Mandar a onda pro duto do centro. LNB de banda KU tem o mesmo disco concentrico debaixo da tampa plástica:


Algumas dessas antenas de disco tem dipolos (2 fios,um pra cada lado, tipo as antenas de grade 2,4GHz, que a ponteira parece um T, vai um elemento pra cada lado, e são 2, por isso DIpolo), mas a grande maioria tem um monopolo bem comum.

Colocar uma monopolo vagabundo dentro de um duto ou qualquer coisa que "filtre" o que é captado transforma uma antena da água pro vinho, melhora muito a qualidade do que se capta no mesmo monopolo! 
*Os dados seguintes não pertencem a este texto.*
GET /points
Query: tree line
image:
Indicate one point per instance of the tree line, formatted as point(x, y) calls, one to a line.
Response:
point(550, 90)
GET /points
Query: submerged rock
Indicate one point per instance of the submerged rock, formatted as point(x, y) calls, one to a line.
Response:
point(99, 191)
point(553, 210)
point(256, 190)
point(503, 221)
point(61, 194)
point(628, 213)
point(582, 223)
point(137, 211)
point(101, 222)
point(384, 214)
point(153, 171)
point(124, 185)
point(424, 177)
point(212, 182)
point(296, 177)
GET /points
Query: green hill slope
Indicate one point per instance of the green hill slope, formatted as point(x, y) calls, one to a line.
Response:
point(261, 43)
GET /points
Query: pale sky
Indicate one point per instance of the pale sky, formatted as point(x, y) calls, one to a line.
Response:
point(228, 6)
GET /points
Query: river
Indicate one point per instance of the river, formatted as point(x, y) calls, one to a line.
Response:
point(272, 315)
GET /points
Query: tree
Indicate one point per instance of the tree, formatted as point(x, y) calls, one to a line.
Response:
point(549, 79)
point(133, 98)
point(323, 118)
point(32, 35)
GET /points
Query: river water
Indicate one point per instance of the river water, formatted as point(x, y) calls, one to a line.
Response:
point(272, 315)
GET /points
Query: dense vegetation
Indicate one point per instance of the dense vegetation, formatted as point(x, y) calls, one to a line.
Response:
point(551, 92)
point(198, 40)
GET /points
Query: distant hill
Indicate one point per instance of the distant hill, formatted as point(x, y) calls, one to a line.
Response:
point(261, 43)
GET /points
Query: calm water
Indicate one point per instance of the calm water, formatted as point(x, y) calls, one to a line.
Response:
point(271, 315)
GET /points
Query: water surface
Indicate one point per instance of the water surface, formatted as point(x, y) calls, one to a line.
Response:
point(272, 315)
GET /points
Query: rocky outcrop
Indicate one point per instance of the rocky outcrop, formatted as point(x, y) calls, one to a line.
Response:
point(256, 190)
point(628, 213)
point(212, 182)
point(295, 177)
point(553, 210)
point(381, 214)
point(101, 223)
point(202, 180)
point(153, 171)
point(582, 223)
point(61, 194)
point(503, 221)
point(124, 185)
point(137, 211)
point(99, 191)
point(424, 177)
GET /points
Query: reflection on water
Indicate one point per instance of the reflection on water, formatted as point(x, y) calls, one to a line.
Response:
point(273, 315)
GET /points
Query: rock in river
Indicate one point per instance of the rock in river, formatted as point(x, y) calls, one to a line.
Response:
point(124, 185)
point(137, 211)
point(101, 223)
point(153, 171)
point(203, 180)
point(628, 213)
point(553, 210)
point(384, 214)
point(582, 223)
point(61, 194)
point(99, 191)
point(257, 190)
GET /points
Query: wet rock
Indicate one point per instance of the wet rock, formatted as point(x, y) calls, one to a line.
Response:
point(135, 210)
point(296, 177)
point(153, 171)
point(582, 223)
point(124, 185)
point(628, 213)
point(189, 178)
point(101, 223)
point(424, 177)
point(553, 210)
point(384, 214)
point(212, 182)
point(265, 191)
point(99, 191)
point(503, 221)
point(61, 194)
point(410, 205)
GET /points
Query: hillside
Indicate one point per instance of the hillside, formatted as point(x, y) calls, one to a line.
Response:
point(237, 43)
Se a antena não tem espaço pra ter dutos ao redor, nem refletores nem nada, é melhor jogar os monopolos comuns no lixo e fazer antenas tipo microstrip, a Omnitik por exemplo tem uma série de 5 elementos de 1,5dBi na vertical, e na antena da horizontal são 4 elementos de 1,9dBi:
 

Eles estão na mesma linha, então até daria pra dizer que são elementos colineares, mas... não são monopolos colineares como as antenas comuns (Que na verdade deveria receber o nome de whip, porque "omni" qualquer antena pode ser, mas um fio flexível praticamente só tem a vantagem de ser flexível e ser barato. As antenas omni 2,4 e 5GHz poderiam ser vendidas assim:


Mas isso dá resultado ruim, por isso equipamentos decentes usam outras construções, a TPLink optou por dutar os monopolos nesse caso, mas noutros ela usa elementos de aço dentro, um monopolo com refletor diferenciado, tipo esses 3:
http://content.hwigroup.net/images/p...-archer-c7.jpg

Alias, até a DLink que faz produto popularzão não usa monopolo simples porcaria, os roteadores SOHO dela tem construções bem curiosas, o DIR645 tem as antenas V e H assim soltas numa placa de fibra:
https://wiki.openwrt.org/_media/medi...300&tok=98d137

E as placas ficam encaixadas dentro assim:
http://content.hwigroup.net/images/p...ome-router.jpg

As RBs domesticas mais baratas também não tem monopolo comum, usam elementos de 1,7 a 2,4dBi mas NEM PENSAR em usar monopolos comuns igual antena omni barata, aqui a RB951 mais barata com 2 elementos no canto em cima:
http://www.cdr.pl/galerie/r/routerbo...-2hnd_2848.jpg

A 951 mais cara com 3 elementos de 2dBi também usa isso:
http://upic.me/i/as/img_1368.jpg

Se pro pra equipto mais caro, pulando Linksis, Cisco, Arruba, vamos logo pro Unifi PRO, de R$ 900, tem elemento multiforme também:

Essa foto é do Lite, mas o Pro, Enterprise e o Outdoor tem o mesmo tipo de antena.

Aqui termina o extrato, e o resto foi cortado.